First, the design: it's quite a bit different than the Xbox One. It's square-shaped instead of rectangular, and it's far taller than you might expect. In fact, in many ways, it more closely resembles a compact desktop PC than a gaming console. In the end, though, the unit's looks matter much less than its capabilities, and in that regard, the Xbox Series X is set to impress.
Xbox chief Phil Spencer showed off the full power of the device with an in-engine trailer for Senua's Saga: Hellblade II, which you can watch below. Hellblade II is the sequel to Hellblade: Senua's Sacrifice, the mind-bending horror adventure game developed by Ninja Theory -- one of the many indie studios recently swallowed up by Microsoft.
The trailer looks simply stunning (not to mention terrifying), and if Spencer's words are to be believed, it should be fairly representative of the final game's look when it releases.
To accomplish that level of visual fidelity, the Xbox Series X will be running on AMD's next-gen RDNA graphics architecture with GDDR6 RAM, as well as the "latest" Zen 2 processor. The console will feature hardware-accelerated ray tracing, and the ability to pump out 4K visuals at a smooth 60FPS.
Microsoft also says 8K and 120FPS gameplay will be supported, but we wouldn't be surprised if players have to make some visual compromises to reach those numbers.
The Xbox Series X will feature Variable Rate Shading technology, "Auto Low Latency Mode" for minimized input lag, and a "next-generation SSD" that can "eliminate load times."
If you're worried about being forced to give up your existing collection of Xbox One games, Microsoft promises full backward compatibility with "thousands" of Xbox titles across "four generations" of gaming. Further, all of your existing Xbox One gaming accessories will work on the new system.

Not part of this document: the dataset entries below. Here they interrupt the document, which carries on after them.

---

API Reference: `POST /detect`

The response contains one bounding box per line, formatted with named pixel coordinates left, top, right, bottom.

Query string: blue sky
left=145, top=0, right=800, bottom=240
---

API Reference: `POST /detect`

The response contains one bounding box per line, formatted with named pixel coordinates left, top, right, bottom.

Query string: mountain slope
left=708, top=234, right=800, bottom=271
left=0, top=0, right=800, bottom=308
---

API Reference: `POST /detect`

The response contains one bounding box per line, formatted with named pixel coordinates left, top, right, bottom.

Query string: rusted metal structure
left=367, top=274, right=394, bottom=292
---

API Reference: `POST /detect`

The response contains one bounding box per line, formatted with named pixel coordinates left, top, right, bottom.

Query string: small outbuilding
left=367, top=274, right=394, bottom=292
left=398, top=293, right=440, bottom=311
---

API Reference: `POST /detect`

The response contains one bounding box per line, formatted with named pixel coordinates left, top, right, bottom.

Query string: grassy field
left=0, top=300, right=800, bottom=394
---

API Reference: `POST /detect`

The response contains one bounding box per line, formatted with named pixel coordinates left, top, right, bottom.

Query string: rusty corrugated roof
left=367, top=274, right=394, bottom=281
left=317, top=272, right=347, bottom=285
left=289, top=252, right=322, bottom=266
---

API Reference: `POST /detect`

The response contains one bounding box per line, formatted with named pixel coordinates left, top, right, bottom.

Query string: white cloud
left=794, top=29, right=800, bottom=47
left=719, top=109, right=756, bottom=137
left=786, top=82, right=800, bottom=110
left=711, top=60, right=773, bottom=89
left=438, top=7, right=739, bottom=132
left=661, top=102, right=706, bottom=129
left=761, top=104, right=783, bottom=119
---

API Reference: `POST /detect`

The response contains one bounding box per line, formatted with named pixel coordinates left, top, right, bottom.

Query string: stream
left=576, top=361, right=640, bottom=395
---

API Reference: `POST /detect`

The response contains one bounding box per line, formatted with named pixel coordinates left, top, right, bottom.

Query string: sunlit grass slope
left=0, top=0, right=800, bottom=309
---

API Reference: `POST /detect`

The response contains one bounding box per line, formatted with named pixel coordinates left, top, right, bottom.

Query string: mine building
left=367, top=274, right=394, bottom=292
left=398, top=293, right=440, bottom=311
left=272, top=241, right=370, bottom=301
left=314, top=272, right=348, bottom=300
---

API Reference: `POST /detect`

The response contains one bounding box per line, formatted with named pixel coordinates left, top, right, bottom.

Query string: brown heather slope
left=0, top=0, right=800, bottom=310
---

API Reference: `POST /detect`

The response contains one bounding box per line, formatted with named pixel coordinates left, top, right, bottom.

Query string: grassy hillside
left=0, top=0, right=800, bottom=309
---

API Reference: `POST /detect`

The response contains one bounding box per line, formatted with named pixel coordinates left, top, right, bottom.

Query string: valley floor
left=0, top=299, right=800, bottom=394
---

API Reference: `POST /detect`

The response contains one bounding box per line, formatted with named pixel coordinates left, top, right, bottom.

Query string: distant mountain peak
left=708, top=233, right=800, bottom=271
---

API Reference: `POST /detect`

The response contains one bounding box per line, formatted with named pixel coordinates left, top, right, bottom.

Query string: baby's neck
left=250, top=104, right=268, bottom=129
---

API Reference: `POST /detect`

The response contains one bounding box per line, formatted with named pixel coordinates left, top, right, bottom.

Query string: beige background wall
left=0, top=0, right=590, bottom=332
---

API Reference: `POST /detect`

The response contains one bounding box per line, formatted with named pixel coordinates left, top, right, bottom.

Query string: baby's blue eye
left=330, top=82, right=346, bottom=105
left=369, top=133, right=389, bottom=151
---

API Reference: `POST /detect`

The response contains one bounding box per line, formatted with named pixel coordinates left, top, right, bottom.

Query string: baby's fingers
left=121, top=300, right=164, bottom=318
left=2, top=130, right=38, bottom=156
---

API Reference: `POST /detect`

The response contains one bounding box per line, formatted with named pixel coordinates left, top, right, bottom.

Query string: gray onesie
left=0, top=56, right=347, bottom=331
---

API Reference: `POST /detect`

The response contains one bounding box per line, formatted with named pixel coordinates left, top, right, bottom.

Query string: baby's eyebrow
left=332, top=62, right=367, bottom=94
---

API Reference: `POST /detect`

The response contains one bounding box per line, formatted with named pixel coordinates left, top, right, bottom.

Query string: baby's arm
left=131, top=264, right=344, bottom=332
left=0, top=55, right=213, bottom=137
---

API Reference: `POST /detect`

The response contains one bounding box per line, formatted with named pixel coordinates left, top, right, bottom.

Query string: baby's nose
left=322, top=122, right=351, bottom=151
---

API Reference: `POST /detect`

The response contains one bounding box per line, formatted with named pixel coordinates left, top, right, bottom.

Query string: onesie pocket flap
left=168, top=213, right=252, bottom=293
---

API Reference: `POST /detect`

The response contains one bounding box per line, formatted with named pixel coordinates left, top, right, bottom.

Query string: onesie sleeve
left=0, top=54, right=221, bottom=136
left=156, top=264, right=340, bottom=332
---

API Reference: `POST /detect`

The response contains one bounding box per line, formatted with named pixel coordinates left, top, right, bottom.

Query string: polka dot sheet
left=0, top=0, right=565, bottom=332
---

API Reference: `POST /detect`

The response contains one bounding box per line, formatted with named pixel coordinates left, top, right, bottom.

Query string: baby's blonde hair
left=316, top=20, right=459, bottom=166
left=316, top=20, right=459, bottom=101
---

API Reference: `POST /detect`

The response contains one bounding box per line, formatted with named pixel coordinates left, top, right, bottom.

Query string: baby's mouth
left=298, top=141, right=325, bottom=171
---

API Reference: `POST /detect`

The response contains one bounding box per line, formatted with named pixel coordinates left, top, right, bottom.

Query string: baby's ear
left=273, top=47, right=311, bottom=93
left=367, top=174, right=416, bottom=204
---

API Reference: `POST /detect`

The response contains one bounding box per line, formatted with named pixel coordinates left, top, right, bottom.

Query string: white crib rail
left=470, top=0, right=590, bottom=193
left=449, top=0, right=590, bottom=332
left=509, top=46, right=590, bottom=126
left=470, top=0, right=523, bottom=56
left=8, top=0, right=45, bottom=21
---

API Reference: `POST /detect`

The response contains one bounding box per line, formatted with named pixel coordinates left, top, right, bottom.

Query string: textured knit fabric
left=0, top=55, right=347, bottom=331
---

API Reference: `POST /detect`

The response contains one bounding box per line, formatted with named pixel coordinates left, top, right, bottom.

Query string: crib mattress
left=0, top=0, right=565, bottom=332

If that's not enough compatibility for you, the Xbox Series X will also let you transfer your saves over from the Xbox One for titles that are available on both consoles. It's also worth noting that the Xbox Series X still features a disc drive, so it seems the gaming industry's dream of streaming-only gameplay has not yet come to fruition.
Other details about the Xbox Series X, such as its specific GPU and CPU model, are still up in the air. Microsoft says more information about the highly-anticipated console will come throughout 2020.